Он стал ей отцом, другом, учителем в одном лице. Все это произошло, конечно, не сразу. Сначала они с трудом притирались друг к другу, так как и девочка, хоть и согласилась остаться у Голикова, боялась людей и не так просто шла на сближение, и сам Иван, проведши жизнь в одиночестве и имея проблемы с психиатрией, не был в состоянии так просто-запросто сдружиться с человеком. Первые дни они просто гуляли по городу, молчали, лишь иногда перебрасывались некоторыми словами. Еду доставали с трудом, а по ночам Голиков работал так усердно и так старательно, как никогда в жизни. Конечно, он писал, писал о маленькой, несчастной и удивительно милой девочке.
- Послушай, а ты не могла бы отвести меня к тому дому, где ты жила? – спросил Голиков через неделю совместной жизни с девочкой.
- Зачем? Почему ты так хочешь туда пойти? Ты хочешь меня отвести туда? Я не пойду, нет, ни за что не пойду, никогда, нет.
- Нет, что ты, я не хочу тебя туда возвращать…я просто хочу поговорить с твоим отцом.
И вот, уже через полчаса он поднимался по грязному, зеленому, неуютному подъезду на второй этаж. Он позвонил в дверь. Никто не открывал. Еще звонок. Тишина. Звонок. Тишина. Звонок. Тишина. Звонок. Крик.
- Да кого там дьявол притащил в такую рань, мать вашу!? – донесся до Голикова крик из квартиры. Через несколько секунд она распахнулась. На пороге стоял полуголый мужчина, уже лысеющий, однако еще сохранивший некогда густую и, возможно, даже львиную шевелюру. Лицо его было не брито, одежда вся грязная, давно не стиранная. И все это сопровождалось удушливым ароматом алкоголя, или даже, может быть, спирта. Сказать, что Голиков был удивлен – остаться в гробовой тишине.

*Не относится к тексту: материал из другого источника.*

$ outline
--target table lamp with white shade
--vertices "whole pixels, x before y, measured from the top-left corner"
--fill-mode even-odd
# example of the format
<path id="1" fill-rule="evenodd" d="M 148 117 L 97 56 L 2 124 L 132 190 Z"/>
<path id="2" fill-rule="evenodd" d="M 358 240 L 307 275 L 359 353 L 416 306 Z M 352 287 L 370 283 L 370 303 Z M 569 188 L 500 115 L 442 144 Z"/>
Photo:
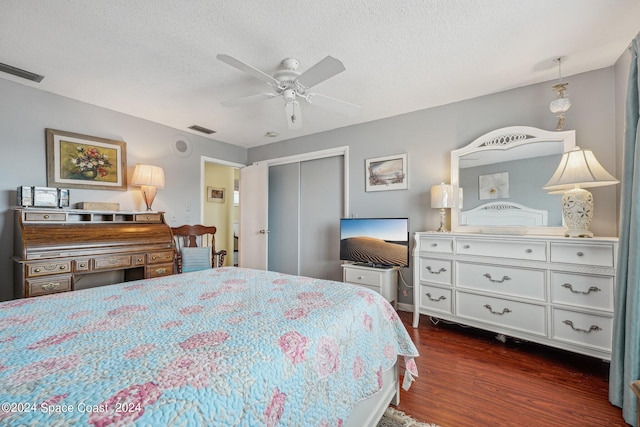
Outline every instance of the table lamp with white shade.
<path id="1" fill-rule="evenodd" d="M 455 208 L 455 191 L 453 185 L 444 182 L 431 187 L 431 207 L 440 209 L 440 228 L 436 231 L 447 233 L 447 212 L 445 209 Z"/>
<path id="2" fill-rule="evenodd" d="M 542 187 L 550 194 L 562 194 L 565 237 L 593 237 L 593 195 L 585 188 L 603 187 L 619 181 L 596 160 L 591 150 L 575 147 L 562 155 L 555 173 Z"/>
<path id="3" fill-rule="evenodd" d="M 157 189 L 164 188 L 164 171 L 160 166 L 138 164 L 133 171 L 131 185 L 140 186 L 142 198 L 150 211 Z"/>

- Ты кто такой? Что тебе надо? – спросил мужчина и в лицо Ивану пахнул еще более сильный запах спирта.
- Я пришел поговорить насчет вашей дочери, вы не…
- Пошел прочь, мерзавец! У меня нет никакой дочери! Вон! – истошно закричал мужчина и резким движением попытался закрыть дверь. Лишь пьяный дурман помешал ему сделать это с успехом. На пути двери стала его же нога, и с криком боли он упал на пол в квартиру. Голиков решительно вошел, понимая, что это единственный его шанс. В квартире, в целом, был порядок. Если не считать беспорядком повсюду разбросанные бутылки(Голикову почему-то пришло в голову, что жилец использовал их в качестве кеглей для игры в боулинг), вываленные в одном углу вещи и заплесневевшая еда на столе. В остальном – писатель ожидал увидеть много худшую ситуацию.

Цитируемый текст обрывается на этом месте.